Ao abordar se essa lacuna é um fosso intencional criado pelos reguladores para proteger sistemas legados, Bilotta observou que os obstáculos atuais, como o licenciamento duplo e os altos requisitos de capital, muitas vezes decorrem da aplicação de estruturas do século XX à tecnologia do século XXI.

"Os reguladores não estavam criando uma barreira; eles estavam aplicando estruturas do século XX a uma infraestrutura que não existia quando essas regras foram escritas", disse Bilotta. Ele acrescentou que, embora essas regras tenham sido projetadas para um mundo com risco de liquidação de vários dias, elas criam, na prática, uma "pista de conformidade" para os operadores estabelecidos. "A lacuna existe, é real… Estamos construindo dentro das restrições, não contornando-as.”

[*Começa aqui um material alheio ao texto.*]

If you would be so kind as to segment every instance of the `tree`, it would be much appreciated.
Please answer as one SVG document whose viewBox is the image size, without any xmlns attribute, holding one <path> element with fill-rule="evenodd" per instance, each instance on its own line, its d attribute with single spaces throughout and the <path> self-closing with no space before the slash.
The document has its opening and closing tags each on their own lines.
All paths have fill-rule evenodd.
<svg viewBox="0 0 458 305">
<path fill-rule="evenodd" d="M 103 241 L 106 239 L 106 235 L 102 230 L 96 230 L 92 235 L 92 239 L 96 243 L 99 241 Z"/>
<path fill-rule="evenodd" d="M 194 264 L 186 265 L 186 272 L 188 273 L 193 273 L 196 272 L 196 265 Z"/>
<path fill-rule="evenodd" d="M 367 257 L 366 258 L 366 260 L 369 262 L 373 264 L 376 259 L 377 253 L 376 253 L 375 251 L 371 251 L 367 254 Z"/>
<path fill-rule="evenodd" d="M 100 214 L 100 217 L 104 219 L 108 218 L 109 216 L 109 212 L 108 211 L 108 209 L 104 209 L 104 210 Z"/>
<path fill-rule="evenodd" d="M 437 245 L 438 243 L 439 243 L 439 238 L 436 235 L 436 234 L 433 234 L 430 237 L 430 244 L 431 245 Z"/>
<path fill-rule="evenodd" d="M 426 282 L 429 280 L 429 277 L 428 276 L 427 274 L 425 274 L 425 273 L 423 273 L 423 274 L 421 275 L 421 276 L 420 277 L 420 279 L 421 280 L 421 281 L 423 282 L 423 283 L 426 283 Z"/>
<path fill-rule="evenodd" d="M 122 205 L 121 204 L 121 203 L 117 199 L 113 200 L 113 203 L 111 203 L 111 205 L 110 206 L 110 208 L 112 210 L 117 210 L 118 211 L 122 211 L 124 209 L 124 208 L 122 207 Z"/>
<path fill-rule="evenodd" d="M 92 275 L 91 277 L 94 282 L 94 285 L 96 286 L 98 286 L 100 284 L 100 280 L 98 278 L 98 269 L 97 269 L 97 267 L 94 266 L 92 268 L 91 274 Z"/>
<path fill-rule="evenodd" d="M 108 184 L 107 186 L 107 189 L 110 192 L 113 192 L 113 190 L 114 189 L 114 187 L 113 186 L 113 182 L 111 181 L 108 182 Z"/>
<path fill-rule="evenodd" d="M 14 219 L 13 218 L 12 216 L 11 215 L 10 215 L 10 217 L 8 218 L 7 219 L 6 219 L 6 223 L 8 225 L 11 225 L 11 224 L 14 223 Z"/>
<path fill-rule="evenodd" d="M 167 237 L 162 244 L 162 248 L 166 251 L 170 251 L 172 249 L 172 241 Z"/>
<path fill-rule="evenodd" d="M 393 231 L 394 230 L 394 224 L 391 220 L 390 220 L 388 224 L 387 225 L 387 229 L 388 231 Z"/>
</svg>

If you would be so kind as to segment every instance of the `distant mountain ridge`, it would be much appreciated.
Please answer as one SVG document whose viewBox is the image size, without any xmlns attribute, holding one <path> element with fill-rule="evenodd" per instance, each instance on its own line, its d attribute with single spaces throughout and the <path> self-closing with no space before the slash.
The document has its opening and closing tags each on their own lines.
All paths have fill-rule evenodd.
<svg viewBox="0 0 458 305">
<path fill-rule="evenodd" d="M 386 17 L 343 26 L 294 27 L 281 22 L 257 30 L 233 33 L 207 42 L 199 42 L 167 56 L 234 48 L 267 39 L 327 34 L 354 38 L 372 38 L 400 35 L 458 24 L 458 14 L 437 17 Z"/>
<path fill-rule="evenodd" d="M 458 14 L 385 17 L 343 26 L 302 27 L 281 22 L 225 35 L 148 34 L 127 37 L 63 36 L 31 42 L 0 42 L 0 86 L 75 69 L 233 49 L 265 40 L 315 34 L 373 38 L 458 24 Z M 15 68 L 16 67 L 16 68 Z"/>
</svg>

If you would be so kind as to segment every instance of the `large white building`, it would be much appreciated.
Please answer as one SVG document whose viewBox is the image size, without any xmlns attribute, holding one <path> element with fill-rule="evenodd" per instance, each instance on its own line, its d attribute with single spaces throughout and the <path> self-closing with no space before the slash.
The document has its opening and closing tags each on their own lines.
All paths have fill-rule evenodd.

Apesar do surgimento de stablecoins locais regulamentadas, a Stables continua focada na orquestração nativa do USDT. Bilotta caracterizou isso não como um afastamento dos ativos locais, mas como um reconhecimento de onde a liquidez de nível institucional reside atualmente.

“O USDT não é uma concessão, é um reconhecimento de onde a liquidez de nível institucional realmente se encontra em escala”, disse Bilotta. “As stablecoins locais fizeram progressos regulatórios genuínos, mas o progresso nas estruturas de conformidade e o alcance nos corredores de liquidação globais são duas coisas diferentes.”
Ele observou que o problema de distribuição das stablecoins locais é uma questão de “curva de maturidade” que leva tempo para ser resolvida. “A infraestrutura não escolhe vencedores; ela direciona para onde a liquidez é mais profunda e a liquidação é mais rápida. No momento, isso é o USDT. Quando as opções locais preencherem a lacuna, os trilhos já estarão lá.”

A parceria surge no momento em que o mercado global de stablecoins ultrapassa US$ 300 bilhões em oferta total. Especialistas do setor apontam a crescente clareza regulatória nos Estados Unidos, na Europa, nos Emirados Árabes Unidos e em Cingapura como o principal impulsionador da adoção institucional.

No entanto, movimentar USDT entre moedas locais em grande escala apresenta riscos operacionais, incluindo escassez de liquidez e falhas nos pagamentos durante a volatilidade do mercado. A Stables observou que a integração da T-0 Network oferece a redundância e a profundidade necessárias para mitigar esses riscos para usuários institucionais.

“A Stables construiu exatamente o tipo de infraestrutura de que o ecossistema de stablecoins precisa na Ásia”, disse James Brownlee, cofundador e CEO da T-0. “Estamos orgulhosos de fazer parte da camada de liquidez que permite que isso funcione em grande escala.”

O anúncio segue outras iniciativas estratégicas recentes da Stables, incluindo colaborações com a Mansa e a eStable, à medida que a empresa se posiciona como uma plataforma de orquestração para fluxos globais de remessas.